Musical Controller – Make Music In Your Browser

            I’ve had the idea of being able to make music with a game controller for a while now. In fact, I’ve made several versions of this very idea, testing different control schemes and adding features to make it something not unlike a real instrument. The controller can play 27 unique notes or more than 2 octaves, a wide enough range to play lots of music. Master the controller with the 8 lessons in the game and play to your heart’s content!

            To play, just plug in a controller to your computer and try pressing some buttons. The controller on the title screen should react to what you press.

            Try playing along to music, it’s fun to try and harmonize. I spent half the development time “testing” it in this way

            Have fun!

How It Was Made

            The Musical Controller has gone through many iterations. At the very beginning, it could only play 8 notes in the C-Major scale; one for each direction and diagonal on the Left Control Stick. After being dissatisfied with how difficult is was to consistently play a note on the diagonal and with how few notes you could play, I thought up the string system in the game now which uses the back left buttons.

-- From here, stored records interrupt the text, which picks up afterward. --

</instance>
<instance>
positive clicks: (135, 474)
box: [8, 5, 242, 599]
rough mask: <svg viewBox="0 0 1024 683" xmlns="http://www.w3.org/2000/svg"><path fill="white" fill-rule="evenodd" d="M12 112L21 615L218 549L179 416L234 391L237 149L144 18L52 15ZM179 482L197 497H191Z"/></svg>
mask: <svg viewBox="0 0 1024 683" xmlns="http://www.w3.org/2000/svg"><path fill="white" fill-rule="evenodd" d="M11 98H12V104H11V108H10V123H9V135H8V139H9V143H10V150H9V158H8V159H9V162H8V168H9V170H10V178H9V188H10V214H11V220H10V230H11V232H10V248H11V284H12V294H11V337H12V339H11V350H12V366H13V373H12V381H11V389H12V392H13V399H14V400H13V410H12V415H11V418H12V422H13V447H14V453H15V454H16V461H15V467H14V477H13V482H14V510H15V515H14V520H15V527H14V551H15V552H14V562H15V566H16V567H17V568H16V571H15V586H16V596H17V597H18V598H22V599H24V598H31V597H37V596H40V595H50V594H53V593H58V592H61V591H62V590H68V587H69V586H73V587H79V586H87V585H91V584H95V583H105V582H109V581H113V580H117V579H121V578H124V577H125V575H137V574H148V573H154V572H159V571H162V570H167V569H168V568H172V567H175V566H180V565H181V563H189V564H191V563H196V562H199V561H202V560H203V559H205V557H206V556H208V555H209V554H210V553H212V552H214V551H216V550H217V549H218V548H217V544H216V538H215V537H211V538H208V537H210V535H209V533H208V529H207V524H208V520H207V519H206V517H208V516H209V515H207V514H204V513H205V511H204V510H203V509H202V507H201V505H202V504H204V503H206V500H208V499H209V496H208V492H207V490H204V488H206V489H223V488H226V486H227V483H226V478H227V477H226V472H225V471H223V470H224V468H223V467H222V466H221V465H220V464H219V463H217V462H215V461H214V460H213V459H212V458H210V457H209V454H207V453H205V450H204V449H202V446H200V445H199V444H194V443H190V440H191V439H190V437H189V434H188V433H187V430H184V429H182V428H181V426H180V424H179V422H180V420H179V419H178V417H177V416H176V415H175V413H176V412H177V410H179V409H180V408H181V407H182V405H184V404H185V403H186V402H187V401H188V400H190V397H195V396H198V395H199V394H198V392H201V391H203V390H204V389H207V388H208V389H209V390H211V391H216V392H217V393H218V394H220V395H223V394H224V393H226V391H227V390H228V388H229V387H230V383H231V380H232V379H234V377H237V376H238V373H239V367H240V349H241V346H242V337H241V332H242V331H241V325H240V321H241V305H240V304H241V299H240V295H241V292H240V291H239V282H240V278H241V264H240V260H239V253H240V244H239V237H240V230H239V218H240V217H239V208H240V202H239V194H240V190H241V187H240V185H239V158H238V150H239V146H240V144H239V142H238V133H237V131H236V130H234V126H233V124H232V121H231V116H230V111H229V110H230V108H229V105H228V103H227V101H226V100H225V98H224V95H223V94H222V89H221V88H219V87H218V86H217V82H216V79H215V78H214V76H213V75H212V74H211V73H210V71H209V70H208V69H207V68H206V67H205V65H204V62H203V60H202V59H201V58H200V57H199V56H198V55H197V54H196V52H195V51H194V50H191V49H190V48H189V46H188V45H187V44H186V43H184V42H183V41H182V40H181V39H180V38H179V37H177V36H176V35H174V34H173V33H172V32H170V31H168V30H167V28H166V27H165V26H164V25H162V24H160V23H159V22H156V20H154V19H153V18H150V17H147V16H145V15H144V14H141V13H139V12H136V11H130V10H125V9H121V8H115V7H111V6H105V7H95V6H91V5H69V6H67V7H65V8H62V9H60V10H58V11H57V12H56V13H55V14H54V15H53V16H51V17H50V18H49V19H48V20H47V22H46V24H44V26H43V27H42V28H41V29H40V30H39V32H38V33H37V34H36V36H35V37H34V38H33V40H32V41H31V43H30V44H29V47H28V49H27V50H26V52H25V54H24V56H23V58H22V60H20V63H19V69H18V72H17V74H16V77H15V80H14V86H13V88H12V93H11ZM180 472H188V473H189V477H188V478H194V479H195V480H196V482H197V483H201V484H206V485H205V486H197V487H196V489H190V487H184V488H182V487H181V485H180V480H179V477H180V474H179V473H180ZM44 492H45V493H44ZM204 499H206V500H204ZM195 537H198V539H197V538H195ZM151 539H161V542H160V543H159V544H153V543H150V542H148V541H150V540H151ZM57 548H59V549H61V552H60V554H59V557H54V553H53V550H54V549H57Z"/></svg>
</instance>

            You hold a combination of L1 and L2 to choose between 4 strings while pointing the Left Stick in one of up, down, left, and right to play a note on that string, thus giving access to 16 notes. I decided that the default string when neither L1 nor L2 are pressed should be a C-String and L2 only should be the G-String above that making it easy to play a C-Major scale. I also made the back right buttons apply a sharp and flat so that players could reach the notes outside the C-Major Scale, bringing the grand total number of playable notes to 27.

            But there was one more problem. It was practically impossible to switch notes smoothly. If you wanted to go from F on the C-String to G on the G-String, unless you changed both the direction of the Left-Stick and started holding L2 on the exact same frame, then you would accidentally play an unwanted note. To solve this, I added something called pitchChangeDelay.

            pitchChangeDelay is the time between the player changing notes, and the output sound reacting to that change. By default it is only 0.05 seconds, but this makes all the difference. It is much easier to change 2 things within 0.05 seconds than within 1 frame which is about 0.015 seconds. It does put a limit on how quickly you can play, but the value can be changed in the game. Newer players may find it easier to have a higher value to make switching strings smoothly easier.